Abstract
A dynamical theory is proposed to calculate the diffraction patterns of electrons which have undergone thermal diffuse scattering (TDS). The lattice dynamics and electron diffraction dynamics are comprehensively combined in this approach. Full dynamical simulations are presented for Mo(001). Under the single-inelastic-scattering approximation and in the near-zone-axis case, the sharpness of the TDS streaks is determined by the phonon dispersion relationships of the acoustic branches, the optical branches contribute only a diffuse background, and dynamical scattering effects can change the intensity distribution of TDS electrons but have almost no effect on the sharpness of TDS streaks. The TDS streaks are defined by the qx-qy curves which satisfy δi(q)=O, where δi(q) is the phonon dispersion relationship determined by the two-dimensional atomic vibrations in the (hkl) plane perpendicular to the incident beam direction B = [hkl]. The directions of TDS streaks predicted according to these procedures are consistent with those predicted according to the q·[r(1)-r(l1) = 0 rule given by Wang and Bentley, where the summation of l1, is restricted to the first-nearest neighbours of the lth atom that are located in the same atomic plane as the lth atom perpendicular to the incidence beam direction.
Atomic resolution images can be formed by TDS electrons in transmission electron microscopy. The image theory is equivalent to the incoherent imaging theory if the spherical aberration coefficient C8 for the objective lens is small.
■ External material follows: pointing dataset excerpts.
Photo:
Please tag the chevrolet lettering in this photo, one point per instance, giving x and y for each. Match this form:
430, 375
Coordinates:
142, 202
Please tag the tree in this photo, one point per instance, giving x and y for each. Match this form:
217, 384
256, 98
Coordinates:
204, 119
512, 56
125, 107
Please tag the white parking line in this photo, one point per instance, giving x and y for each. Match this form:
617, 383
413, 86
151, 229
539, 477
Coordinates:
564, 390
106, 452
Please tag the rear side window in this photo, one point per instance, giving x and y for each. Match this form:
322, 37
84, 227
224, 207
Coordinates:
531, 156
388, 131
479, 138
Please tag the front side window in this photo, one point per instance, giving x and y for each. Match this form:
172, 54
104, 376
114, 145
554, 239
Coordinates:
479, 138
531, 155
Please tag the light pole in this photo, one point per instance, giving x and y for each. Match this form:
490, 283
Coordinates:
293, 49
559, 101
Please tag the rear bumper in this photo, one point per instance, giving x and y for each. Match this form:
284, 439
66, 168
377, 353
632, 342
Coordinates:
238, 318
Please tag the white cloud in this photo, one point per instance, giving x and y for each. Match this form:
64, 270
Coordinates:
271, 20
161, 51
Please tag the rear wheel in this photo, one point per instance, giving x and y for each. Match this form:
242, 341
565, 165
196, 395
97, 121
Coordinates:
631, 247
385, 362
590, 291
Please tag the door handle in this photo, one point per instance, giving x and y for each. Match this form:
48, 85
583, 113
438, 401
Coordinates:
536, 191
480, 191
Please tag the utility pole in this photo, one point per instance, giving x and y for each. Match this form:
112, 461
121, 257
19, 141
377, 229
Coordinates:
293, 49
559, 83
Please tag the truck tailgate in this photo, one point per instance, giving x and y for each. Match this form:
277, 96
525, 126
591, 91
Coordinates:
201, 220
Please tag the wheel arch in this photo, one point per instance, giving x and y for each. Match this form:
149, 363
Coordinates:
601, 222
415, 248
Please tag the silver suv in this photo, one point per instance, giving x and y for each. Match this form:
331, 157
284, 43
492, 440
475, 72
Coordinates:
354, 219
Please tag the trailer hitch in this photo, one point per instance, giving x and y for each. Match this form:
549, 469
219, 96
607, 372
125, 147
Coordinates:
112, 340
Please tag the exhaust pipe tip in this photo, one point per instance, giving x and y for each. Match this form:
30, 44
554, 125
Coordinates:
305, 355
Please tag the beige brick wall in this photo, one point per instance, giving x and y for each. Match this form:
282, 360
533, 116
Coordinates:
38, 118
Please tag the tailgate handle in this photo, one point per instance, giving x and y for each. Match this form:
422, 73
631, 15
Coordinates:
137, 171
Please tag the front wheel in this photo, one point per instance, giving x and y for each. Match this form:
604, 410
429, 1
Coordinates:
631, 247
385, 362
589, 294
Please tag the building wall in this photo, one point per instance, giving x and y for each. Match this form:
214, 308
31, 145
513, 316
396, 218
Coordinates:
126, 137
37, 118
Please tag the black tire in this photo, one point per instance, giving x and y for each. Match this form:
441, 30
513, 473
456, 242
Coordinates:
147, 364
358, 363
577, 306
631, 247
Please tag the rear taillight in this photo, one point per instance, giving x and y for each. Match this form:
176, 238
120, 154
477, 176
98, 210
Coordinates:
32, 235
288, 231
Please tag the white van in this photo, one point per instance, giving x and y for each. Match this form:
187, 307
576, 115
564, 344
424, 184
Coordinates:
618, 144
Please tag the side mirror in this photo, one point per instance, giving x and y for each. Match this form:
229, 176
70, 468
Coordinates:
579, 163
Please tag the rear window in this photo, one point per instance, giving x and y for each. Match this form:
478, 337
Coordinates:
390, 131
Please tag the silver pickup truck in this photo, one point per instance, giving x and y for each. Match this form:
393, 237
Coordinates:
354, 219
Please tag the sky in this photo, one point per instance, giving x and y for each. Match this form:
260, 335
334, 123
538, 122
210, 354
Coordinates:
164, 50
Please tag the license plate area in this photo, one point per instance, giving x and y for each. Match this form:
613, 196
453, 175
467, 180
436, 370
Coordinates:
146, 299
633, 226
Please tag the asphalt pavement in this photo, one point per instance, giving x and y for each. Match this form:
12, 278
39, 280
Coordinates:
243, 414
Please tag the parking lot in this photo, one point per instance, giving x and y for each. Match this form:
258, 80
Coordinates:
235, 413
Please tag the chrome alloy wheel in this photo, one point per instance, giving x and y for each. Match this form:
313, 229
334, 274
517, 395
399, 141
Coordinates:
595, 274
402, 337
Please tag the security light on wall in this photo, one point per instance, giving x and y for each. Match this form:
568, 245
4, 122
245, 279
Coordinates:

The image resolution may be higher than that formed by pure elastically scattered electrons, but the ‘inclined-incidence effect’ (i.e. the correction of momentum transfer q to the electron wave-vector K) in phonon scattering may distort the image. The phase coupling of vibrating atoms does not affect calculations for images but does affect diffraction patterns. Thus the image simulation can be performed based on the Einstein model as long as the correct vibration amplitude for each atom is used.
Equivalent results are obtained for the TDS electrons based on either the quantum inelastic scattering theory or the ‘frozen’-lattice model of the semiclassical approach if the temperature is not much higher than room temperature.